Speaking as someone who on owns one bike and uses it pretty much daily I say the fact it is a hybrid has nothing much to do with it. As a few roadies with carbon bike have found when they try to out sprint me away from the lights 



Randochap said:


> ... There is no good argument for anything less than 25mm and better to use minimum 28s IMO for commuting, touring and long-distance riding. And experiment with tyre pressures somewhat less than orthodoxy insists. For instance, *unless you weigh 15 stone, a 28mm tyre needs no more than 70-80 psi.* You might be pleasantly surprised.



Experience tells me other wise, hit a bump with the tyres at least than 80 psi and you will be hearing that pssst pssst pssst sound that you really don't want to hear. For the record I have never weighted more that 13 stone.


----------



## Randochap (14 Dec 2009)

HJ said:


> Speaking as someone who on owns one bike and uses it pretty much daily I say the fact it is a hybrid has nothing much to do with it. As a few roadies with carbon bike have found when they try to out sprint me away from the lights



HJ, I'm necessarily generalizing for us ordinary riders and not speaking for Hairy Hard Men of the Highlands.

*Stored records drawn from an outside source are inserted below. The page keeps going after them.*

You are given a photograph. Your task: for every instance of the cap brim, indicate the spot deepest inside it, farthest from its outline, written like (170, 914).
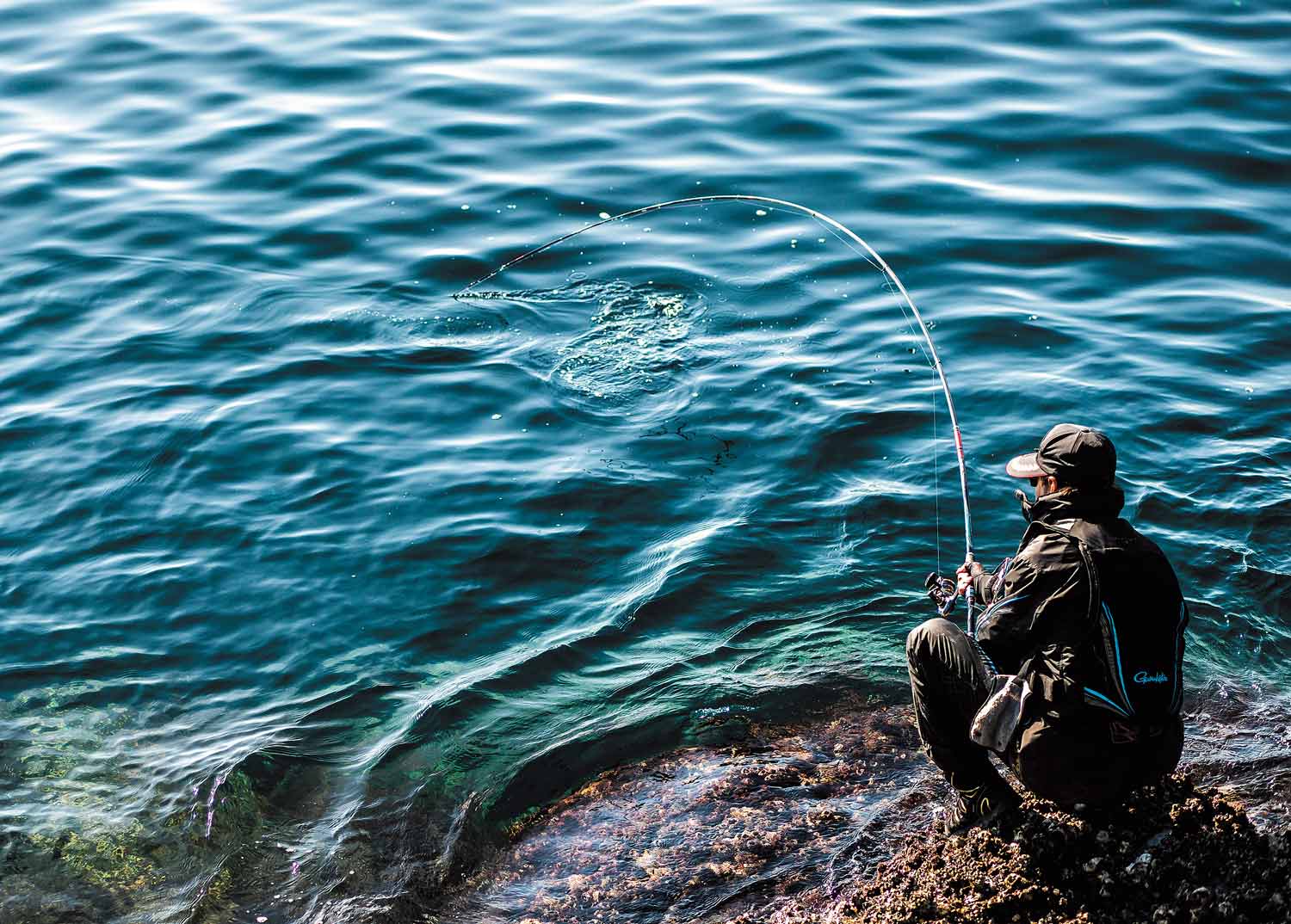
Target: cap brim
(1024, 466)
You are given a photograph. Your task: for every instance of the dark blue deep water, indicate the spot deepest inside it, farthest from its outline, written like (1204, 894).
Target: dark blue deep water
(312, 578)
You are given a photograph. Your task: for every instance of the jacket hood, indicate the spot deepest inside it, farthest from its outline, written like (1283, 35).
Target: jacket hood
(1079, 503)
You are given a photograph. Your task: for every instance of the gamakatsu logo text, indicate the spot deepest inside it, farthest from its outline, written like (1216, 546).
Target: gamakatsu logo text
(1146, 678)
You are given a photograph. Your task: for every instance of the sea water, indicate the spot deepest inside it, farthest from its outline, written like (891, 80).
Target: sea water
(315, 580)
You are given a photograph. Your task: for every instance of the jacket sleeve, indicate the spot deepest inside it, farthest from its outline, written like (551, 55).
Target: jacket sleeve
(1017, 594)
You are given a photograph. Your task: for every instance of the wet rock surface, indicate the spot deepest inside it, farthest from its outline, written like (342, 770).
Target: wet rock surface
(831, 820)
(1174, 853)
(709, 833)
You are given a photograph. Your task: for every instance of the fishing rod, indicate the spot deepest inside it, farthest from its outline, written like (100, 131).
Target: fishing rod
(874, 260)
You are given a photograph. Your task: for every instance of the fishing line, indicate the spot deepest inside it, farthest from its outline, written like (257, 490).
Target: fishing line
(854, 243)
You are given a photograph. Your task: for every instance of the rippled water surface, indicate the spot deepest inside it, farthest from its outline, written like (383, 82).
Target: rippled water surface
(315, 580)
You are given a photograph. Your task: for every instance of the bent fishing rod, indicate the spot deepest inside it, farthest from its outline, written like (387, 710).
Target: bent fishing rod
(870, 255)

> Experience tells me other wise, hit a bump with the tyres at least than 80 psi and you will be hearing that pssst pssst pssst sound that you really don't want to hear. For the record I have never weighted more that 13 stone.

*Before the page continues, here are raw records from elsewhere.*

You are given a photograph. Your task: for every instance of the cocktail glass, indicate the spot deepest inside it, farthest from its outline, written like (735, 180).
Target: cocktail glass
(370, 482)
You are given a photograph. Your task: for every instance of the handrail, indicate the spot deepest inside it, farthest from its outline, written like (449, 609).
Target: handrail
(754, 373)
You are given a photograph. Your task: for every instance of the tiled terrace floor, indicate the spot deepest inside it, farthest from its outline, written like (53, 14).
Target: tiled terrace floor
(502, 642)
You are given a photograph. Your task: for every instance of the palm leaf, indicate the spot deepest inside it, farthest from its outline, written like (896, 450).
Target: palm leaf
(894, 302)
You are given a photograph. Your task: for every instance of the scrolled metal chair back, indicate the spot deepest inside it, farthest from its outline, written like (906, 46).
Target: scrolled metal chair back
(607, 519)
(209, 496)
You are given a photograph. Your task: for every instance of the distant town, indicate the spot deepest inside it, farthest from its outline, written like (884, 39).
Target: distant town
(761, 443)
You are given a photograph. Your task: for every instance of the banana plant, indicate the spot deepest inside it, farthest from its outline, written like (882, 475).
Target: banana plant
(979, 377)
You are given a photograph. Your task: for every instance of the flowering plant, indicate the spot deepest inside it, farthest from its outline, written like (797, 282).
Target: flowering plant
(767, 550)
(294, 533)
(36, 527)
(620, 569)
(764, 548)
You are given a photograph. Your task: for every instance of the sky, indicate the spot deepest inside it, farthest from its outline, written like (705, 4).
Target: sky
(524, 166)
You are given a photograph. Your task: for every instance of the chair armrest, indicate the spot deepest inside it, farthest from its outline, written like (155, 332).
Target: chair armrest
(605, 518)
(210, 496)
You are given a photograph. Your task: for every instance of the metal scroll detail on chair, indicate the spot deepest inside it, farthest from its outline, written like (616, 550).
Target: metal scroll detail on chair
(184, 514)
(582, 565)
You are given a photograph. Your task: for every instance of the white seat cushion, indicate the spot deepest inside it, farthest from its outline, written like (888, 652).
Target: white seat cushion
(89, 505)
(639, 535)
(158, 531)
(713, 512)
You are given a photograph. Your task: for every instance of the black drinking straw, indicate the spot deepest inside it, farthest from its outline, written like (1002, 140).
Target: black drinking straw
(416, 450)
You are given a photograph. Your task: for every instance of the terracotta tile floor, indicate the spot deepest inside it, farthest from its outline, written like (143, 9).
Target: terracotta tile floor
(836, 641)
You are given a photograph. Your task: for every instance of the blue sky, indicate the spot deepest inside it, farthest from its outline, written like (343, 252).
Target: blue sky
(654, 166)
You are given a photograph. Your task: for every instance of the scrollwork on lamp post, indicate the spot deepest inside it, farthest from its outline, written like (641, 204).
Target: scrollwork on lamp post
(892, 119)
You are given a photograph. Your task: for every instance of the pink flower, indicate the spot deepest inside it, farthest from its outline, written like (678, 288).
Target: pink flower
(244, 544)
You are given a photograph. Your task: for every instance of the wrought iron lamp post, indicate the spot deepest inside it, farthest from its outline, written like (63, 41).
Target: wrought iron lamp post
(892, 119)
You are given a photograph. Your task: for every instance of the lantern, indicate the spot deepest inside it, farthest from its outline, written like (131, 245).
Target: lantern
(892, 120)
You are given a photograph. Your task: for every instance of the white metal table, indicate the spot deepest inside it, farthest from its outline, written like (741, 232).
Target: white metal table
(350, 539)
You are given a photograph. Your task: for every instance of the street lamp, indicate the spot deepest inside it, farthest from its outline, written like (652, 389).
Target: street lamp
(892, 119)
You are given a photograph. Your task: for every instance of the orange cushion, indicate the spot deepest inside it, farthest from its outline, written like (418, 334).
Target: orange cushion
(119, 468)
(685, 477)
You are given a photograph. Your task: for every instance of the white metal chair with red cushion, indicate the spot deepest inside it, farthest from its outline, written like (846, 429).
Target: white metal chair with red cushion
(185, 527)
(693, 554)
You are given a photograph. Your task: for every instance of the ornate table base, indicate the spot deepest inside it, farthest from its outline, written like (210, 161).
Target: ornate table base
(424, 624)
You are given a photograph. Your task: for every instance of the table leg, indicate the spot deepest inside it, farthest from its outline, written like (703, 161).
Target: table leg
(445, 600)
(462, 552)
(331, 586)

Sure, I've gotten a pinch flat from hitting a pothole at speed with 700X23s @ 110psi ... and I weigh 130lbs wet. Pinch flats are less common with my 650 X 42bs @ 50psi. In fact, never had one.


----------



## MacB (14 Dec 2009)

is there is a difference in the propensity of a tyre to pinch puncture in relation to size alone? If you had all other things equal would a 23mm be more likely to pinch than a 32mm? I don't mean identical pressure but equalised, say 85psi in the 32 and 105 in the 23.


----------



## GrasB (14 Dec 2009)

toby123, which Spesh Armadillos have you got, All Condition or Nimbus? I've found the ACA one of the easiest tyres to get on, with my current rims I can fit the 700x28C ACAs with my fingers alone & only need 2 tyre levers to get the tyre off until I can get my fingers between the rim & bead. 



Randochap said:


> Currently, the best r&d in this area (balance between speed and durability) is going into the 650b size, with a new 38mm "Pari-Moto" about to hit the scene...


Exactly by whom & for what reason was this compromise decided on? This sounds like a one size fits all solution based on pre-decided outcome. While certainly it may well suit a large number of people down to the ground it certainly won't be the ideal compromise for everyone.



> There is no good argument for anything less than 25mm and better to use minimum 28s IMO for *commuting*, touring and long-distance riding.


According to *your* riding compromises. Personally I quite like the extra acceleration I get when commuting on 700x23c, or even better 650x23c, tyres compared to 700x28c. But certainly when in the saddle for more than 3 hours I prefer to ride on 700x28c tyres, it's not even the improved comfort it's the fact I don't have to ride around as many surface artifacts.



> And experiment with tyre pressures somewhat less than orthodoxy insists. For instance, unless you weigh 15 stone, a 28mm tyre needs no more than 70-80 psi. You might be pleasantly surprised.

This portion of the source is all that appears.